Sementara Harga Pembelian Pemerintah (HPP) jagung tahun 2025 Rp.5.500 per kg dengan kadar air maksimal 15 persen. Saat ini, harga jagung di tingkat petani dengan kadar air 15 persen antara Rp.4.500 hingga Rp.4.800 per kg.
Tidak hanya jagung yang di bawah HPP, tapi juga gabah. Untuk gabah kering panen (GKP) seharga Rp.6.500 per kg di tingkat petani. Namun fakatanya, banyak pedagang membeli dengan harga di bawah Rp.6.100 per kg untuk GKP. Pembelian di bawah HPP ini rata – rata oleh pedagang dan bukan oleh Bulog atau mitranya.

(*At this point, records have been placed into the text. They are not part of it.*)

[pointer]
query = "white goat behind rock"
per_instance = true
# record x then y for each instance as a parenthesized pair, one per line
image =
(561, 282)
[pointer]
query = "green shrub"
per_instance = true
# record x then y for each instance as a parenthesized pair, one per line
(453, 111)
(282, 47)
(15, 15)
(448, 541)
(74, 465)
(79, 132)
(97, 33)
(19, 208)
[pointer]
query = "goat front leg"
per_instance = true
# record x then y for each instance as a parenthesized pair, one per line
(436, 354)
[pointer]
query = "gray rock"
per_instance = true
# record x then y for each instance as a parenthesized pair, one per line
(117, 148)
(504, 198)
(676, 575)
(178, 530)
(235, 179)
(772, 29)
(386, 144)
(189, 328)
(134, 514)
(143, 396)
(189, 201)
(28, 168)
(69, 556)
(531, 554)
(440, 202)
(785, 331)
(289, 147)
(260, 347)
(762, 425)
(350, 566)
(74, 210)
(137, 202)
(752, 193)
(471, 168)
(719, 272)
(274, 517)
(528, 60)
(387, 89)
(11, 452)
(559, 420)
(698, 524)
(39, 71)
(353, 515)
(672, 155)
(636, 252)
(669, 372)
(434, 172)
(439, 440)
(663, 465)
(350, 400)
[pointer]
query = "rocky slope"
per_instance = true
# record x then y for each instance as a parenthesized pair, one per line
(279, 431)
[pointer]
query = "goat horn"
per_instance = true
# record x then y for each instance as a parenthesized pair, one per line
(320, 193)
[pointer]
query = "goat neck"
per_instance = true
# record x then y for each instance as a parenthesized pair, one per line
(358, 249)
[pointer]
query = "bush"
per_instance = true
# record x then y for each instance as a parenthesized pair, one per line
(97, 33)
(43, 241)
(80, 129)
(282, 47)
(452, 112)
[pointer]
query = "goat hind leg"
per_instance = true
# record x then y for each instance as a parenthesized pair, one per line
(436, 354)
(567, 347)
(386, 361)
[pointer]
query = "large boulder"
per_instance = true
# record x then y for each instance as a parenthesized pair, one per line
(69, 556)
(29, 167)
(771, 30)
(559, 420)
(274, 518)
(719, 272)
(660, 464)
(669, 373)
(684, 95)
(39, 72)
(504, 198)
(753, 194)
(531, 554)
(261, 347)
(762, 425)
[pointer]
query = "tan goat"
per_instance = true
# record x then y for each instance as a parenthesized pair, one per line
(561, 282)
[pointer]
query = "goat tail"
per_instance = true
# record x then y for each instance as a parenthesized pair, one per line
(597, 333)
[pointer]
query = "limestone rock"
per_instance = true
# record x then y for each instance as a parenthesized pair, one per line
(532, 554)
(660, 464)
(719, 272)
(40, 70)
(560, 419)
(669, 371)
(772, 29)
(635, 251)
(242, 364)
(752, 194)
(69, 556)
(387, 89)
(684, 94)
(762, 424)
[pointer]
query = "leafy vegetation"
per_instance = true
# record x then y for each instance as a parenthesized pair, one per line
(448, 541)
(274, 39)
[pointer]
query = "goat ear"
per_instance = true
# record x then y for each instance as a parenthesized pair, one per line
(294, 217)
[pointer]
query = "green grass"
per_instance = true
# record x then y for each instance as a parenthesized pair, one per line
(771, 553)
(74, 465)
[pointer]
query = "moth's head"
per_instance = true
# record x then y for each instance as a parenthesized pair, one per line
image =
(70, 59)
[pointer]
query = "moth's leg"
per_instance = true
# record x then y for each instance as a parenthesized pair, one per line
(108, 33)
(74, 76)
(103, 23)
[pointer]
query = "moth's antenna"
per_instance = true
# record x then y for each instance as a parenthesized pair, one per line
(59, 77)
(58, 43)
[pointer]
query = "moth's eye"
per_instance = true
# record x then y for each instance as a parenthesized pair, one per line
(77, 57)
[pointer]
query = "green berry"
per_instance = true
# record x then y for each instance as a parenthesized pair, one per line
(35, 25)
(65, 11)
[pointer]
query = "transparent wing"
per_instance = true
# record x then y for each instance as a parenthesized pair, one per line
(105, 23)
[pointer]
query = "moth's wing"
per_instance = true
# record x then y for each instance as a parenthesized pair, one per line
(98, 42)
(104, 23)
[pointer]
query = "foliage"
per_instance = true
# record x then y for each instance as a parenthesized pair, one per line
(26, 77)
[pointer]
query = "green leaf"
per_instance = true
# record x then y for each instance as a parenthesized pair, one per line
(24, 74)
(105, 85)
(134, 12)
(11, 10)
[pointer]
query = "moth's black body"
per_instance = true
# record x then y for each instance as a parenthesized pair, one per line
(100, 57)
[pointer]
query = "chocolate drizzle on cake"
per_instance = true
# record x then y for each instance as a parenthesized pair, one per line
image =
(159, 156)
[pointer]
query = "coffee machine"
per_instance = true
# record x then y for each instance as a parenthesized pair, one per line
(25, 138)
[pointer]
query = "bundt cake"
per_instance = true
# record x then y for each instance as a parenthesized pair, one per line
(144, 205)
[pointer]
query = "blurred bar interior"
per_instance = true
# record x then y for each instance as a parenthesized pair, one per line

Petani menjual gabahnya di bawah HPP karena ingin segera mendapatkan uang dan ada juga karena sudah bergantung dengan pembeli gabah. Bisa karena sudah mengambil lebih dulu biaya produksi ke pedagang dan lainnya. Sementara Bulog memiliki keterbatasan tenaga dan uang kos yang bisa diberikan ke petani. (ula)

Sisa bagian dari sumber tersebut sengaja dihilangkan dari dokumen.